The nation's top football league resumes on Friday evening when Arsenal welcomes Leicester City to the Emirates Stadium in north London.
The main chaplain at Swansea City said top-flight players can feel under a lot of pressure to succeed but there is someone they can turn to if they feel overwhelmed.
Rev Kev Johns told Premier: "They (the players) may not want to go to talk to the chaplain every single day of the year and that's fine.
"But it's important for people in the football club to know there's someone there rooting for them and there's always someone they can go to confidentially."
Twenty teams are hoping to be crowned champion in the Premier League, including newly-promoted Newcastle United, Brighton & Hove and Huddersfield Town.
Rev Johns said: "Footballers make their mistakes very much in the public eye and sometimes, if they make a mistake on the pitch, they make it in front of millions because there are millions of people watching all over the world."

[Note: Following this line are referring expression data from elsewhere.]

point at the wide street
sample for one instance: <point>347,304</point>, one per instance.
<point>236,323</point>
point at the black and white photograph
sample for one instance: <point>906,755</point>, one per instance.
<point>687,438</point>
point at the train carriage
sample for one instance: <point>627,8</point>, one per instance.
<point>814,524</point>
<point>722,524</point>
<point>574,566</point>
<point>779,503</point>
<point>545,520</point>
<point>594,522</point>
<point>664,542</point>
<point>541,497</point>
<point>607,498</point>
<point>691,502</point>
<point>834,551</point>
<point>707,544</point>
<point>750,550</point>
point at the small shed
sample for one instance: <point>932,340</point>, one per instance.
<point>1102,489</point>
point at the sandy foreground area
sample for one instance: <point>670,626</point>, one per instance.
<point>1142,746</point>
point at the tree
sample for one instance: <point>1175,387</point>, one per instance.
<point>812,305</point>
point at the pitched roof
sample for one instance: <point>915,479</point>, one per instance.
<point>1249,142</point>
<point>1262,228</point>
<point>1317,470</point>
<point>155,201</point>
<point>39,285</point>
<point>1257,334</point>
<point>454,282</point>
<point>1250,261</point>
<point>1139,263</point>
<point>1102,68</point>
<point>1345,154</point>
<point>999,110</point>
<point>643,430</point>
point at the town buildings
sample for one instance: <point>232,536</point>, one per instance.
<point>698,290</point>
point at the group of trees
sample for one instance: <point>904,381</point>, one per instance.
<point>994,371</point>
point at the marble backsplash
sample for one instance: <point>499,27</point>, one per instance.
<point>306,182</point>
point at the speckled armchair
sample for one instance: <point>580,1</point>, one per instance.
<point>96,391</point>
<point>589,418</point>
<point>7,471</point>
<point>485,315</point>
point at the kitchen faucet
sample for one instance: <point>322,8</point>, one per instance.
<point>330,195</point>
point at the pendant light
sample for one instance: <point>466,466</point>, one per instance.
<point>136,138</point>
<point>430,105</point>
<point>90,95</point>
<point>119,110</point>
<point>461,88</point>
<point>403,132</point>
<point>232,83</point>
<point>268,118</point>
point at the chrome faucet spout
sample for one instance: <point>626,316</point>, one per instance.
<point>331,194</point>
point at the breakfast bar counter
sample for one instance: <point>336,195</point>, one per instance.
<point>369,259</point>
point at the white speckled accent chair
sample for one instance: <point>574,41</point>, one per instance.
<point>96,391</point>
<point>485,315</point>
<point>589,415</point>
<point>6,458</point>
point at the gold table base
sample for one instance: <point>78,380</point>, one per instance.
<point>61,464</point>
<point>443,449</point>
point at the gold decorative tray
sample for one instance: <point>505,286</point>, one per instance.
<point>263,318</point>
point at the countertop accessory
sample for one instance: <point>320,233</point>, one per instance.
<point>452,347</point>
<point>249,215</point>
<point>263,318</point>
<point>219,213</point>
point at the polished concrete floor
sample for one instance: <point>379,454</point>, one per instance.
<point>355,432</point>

Seven matches get underway on Saturday - including Watford verses Liverpool and Brighton verses Man City. On Sunday, Newcastle host Spurs and West Ham travel to Manchester United.
Chaplain at Man Utd, Rev John Boyers told Premier: "It'll be a very interesting season because there must be six or seven clubs perhaps who would hope to get into the top four.
"I think competition will be pretty tough but I never pray that the team would win."
Rev Johns said chaplains work with players behind the scenes, explaining: "[we are] supporting them, encouraging them. A lot of the stuff, people never get to hear about - and rightly so."
"In many ways, it's working as a pastor would in a church and in any community."
Meanwhile, new research by Inrix has found Premier League teams pay on average more than double the cost to park at foodball stadiums compared to the fans of top German teams.
The transport analysis business found Tottenham Spurs fans are paying the most.